28.07.2015 08:21
Quelle: schweizerbauer.ch - blu
Detailhandel
Volg übernimmt 30 Pam-Läden
Pam- und Proxi-Läden stecken offenbar in Zahlungsnot. Der Lieferant, die Fenaco-Tochter Volg, beliefert deshalb seit einiger Zeit 75 Filialen nicht mehr. Am Dienstag gaben Volg und Distribution Suisse bekannt, dass Volg rund 30 Läden des Westschweizer Unternehmens in Eigenregie weiterbetreibt.

Der Integrationsprozess der Läden starte ab Mitte August. „Das Verkaufspersonal in den betreffenden Läden wird von Volg weiterbeschäftigt. Die von dieser Übereinkunft nicht betroffenen Pam- und Proxi-Verkaufsstellen werden weiterhin von Distribution Suisse betrieben“, heisst es im Schreiben von Volg. Ob bei der Übernahme Geld geflossen ist, ist unklar. Auch ob die Belieferung der Läden von Distribution Suisse wieder aufgenommen wird, ist nicht bekannt.

75 Filialen, davon 55 im Wallis, werden zuvor nicht beliefert.
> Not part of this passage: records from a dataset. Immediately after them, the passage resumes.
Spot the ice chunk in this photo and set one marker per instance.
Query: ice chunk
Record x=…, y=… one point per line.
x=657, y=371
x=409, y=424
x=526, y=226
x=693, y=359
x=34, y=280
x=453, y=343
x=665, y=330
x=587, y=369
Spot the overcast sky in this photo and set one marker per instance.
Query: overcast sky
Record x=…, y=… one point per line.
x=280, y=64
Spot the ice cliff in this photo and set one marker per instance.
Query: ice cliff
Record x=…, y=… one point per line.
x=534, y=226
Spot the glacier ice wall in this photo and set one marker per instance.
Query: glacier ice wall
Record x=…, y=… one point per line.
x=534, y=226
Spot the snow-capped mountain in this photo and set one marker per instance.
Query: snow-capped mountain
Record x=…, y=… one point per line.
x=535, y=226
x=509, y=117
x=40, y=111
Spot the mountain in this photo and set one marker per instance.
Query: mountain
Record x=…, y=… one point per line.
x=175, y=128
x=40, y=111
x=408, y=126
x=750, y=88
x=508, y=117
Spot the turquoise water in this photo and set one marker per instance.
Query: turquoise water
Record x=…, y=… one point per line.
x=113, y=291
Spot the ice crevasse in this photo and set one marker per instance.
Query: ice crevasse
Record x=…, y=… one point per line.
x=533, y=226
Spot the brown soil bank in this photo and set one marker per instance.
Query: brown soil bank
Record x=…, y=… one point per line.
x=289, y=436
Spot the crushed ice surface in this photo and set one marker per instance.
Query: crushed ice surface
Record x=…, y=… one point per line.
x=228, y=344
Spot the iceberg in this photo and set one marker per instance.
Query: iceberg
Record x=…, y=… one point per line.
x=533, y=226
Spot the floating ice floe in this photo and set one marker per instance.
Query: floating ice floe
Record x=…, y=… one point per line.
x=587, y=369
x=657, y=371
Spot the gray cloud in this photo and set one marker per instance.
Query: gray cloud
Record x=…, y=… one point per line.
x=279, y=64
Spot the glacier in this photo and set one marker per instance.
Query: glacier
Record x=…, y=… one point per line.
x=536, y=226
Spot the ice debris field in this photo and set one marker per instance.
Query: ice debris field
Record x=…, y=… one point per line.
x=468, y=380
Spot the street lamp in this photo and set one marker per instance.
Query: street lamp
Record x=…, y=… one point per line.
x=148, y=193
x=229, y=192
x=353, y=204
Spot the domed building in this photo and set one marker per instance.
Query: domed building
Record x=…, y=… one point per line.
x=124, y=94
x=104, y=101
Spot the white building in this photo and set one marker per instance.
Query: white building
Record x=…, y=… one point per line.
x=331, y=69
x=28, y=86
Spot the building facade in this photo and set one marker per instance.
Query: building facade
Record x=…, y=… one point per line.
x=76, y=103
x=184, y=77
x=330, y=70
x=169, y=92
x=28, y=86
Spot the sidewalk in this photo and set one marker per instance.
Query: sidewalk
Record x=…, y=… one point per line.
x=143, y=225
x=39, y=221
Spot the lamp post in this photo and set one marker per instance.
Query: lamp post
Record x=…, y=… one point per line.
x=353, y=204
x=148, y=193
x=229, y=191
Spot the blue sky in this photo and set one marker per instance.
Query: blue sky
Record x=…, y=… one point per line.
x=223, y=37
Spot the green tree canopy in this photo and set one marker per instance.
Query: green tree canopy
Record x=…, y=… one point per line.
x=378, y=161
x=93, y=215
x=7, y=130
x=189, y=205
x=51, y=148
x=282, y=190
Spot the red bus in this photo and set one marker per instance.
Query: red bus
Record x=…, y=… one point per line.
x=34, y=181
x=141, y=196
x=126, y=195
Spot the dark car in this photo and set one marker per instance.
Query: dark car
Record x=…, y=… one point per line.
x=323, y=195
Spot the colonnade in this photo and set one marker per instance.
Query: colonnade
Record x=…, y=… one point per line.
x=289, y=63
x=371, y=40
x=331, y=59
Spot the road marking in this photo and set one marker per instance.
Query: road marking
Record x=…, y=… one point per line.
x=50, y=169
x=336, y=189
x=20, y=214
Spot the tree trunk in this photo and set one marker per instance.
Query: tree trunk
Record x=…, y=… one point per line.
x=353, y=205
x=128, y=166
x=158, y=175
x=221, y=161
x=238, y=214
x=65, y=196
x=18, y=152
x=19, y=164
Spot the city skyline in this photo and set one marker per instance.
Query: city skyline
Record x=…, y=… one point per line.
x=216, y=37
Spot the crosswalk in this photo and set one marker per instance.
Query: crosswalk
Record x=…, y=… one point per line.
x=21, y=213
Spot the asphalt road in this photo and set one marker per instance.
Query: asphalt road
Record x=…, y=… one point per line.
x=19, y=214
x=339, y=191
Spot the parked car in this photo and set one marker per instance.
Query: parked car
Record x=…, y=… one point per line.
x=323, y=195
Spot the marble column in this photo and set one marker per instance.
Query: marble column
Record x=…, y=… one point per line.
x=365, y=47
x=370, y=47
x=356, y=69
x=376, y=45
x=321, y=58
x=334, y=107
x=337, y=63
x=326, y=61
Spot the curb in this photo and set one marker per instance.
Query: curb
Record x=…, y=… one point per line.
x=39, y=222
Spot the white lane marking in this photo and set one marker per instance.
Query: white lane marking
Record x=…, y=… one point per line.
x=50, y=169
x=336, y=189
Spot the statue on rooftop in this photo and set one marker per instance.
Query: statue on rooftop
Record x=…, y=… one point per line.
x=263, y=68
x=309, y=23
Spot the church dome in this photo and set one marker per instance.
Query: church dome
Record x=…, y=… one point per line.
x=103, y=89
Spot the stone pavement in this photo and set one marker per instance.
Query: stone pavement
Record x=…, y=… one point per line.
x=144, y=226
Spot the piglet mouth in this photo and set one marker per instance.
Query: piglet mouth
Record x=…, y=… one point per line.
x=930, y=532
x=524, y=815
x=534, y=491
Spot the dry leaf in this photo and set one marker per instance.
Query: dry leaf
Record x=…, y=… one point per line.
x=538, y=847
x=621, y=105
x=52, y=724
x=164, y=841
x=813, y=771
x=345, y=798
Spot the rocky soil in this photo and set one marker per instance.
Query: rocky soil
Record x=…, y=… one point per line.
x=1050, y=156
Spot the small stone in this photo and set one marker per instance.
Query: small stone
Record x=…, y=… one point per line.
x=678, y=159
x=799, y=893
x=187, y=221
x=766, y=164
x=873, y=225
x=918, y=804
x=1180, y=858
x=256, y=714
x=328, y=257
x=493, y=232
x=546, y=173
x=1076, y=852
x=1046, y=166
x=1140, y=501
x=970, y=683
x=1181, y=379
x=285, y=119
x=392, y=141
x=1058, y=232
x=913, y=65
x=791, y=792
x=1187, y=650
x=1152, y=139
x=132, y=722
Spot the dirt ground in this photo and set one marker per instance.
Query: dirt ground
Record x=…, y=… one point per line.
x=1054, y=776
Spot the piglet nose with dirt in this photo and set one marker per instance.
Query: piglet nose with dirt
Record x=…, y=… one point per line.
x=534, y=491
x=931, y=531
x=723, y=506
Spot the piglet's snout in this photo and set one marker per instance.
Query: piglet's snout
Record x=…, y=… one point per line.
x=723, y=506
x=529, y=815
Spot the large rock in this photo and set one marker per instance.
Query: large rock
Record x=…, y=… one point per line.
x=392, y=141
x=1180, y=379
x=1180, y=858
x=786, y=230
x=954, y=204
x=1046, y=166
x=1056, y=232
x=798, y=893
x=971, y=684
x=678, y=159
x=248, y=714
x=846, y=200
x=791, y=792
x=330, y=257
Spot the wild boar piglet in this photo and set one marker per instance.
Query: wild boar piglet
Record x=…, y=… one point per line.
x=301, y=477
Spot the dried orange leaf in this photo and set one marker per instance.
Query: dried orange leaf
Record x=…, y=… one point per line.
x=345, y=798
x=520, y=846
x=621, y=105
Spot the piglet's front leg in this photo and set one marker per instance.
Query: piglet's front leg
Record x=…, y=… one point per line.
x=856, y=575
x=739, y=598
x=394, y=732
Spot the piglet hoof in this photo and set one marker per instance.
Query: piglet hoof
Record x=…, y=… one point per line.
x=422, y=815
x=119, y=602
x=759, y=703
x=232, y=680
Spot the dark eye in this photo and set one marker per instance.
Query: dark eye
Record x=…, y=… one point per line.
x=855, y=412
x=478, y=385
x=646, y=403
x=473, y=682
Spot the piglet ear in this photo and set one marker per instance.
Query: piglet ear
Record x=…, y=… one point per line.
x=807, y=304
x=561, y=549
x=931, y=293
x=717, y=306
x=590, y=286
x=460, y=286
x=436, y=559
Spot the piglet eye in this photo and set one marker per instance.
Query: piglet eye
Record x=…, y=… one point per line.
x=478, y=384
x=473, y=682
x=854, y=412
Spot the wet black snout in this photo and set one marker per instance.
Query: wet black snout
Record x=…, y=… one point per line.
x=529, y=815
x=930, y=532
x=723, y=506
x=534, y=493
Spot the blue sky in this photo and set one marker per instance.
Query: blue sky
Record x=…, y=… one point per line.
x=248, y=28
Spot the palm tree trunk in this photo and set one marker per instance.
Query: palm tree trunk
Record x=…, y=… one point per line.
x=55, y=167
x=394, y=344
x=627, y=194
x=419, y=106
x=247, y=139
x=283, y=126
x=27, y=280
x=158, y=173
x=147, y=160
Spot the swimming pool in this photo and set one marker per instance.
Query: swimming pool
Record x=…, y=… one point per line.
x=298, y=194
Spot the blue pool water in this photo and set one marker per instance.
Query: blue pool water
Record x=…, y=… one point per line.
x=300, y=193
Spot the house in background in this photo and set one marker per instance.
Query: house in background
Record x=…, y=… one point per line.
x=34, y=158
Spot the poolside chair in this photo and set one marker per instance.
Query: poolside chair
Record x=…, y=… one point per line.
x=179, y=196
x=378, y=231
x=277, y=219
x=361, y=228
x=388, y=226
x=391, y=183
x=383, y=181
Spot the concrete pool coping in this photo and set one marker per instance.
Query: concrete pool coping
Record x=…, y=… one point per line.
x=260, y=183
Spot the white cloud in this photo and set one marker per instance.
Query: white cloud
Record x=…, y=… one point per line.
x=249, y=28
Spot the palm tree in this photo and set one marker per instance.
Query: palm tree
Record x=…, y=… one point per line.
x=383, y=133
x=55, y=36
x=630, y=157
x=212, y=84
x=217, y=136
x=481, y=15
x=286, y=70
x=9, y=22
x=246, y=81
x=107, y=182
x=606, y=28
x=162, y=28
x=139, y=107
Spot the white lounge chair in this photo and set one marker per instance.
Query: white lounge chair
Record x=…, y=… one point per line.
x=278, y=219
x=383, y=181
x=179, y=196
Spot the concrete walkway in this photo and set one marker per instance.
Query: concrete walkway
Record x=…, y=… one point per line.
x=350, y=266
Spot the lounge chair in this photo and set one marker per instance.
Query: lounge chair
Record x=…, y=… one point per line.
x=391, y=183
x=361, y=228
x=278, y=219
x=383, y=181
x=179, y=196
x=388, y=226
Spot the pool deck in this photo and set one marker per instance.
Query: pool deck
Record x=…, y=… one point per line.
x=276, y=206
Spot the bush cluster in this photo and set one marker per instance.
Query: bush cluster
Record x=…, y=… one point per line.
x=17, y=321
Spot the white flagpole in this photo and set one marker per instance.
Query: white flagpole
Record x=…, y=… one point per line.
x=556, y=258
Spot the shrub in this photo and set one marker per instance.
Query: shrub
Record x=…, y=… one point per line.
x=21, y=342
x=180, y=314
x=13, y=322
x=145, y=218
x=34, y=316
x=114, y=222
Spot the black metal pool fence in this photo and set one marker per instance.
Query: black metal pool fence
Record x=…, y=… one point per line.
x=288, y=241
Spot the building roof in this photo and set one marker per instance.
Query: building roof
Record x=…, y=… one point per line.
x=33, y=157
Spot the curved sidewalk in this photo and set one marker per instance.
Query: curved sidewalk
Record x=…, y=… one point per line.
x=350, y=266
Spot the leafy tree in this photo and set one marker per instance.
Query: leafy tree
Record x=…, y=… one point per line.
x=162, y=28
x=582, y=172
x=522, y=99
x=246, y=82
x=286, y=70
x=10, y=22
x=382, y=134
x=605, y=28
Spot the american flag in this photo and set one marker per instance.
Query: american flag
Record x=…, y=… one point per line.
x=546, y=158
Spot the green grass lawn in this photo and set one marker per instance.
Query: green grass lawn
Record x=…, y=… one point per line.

Grund waren Zahlungsausstände «Volg würde die Zusammenarbeit, das heisst die Belieferung dieser Läden, weiterführen, wenn Distribution Suisse ihren vertraglichen Verpflichtungen nachkommt», liess Volg Mitte Juli verlauten.

Erst im Frühjahr 2014 schlossen Volg-Besitzerin Fenaco und Distribution Suisse einen Belieferungsvertrag ab. Die Belieferung der insgesamt über 100 Pam- und Proxi-Läden wurde im vergangenen September aufgenommen. Für Volg war dies ein grosser Expansionsschritt Richtung Westschweiz, denn die Läden sind vor allem in den Kantonen Waadt, Genf und Wallis vertreten.

Jene Pam- und Proxi-Läden, die im Franchisingbetrieb geführt werden, waren vom Lieferstopp nicht betroffen. «Diejenigen Pam- und Proxi-Läden, die von freien Detaillisten geführt werden, werden wie bis anhin weiter beliefert», betonte Volg Mitte Juli.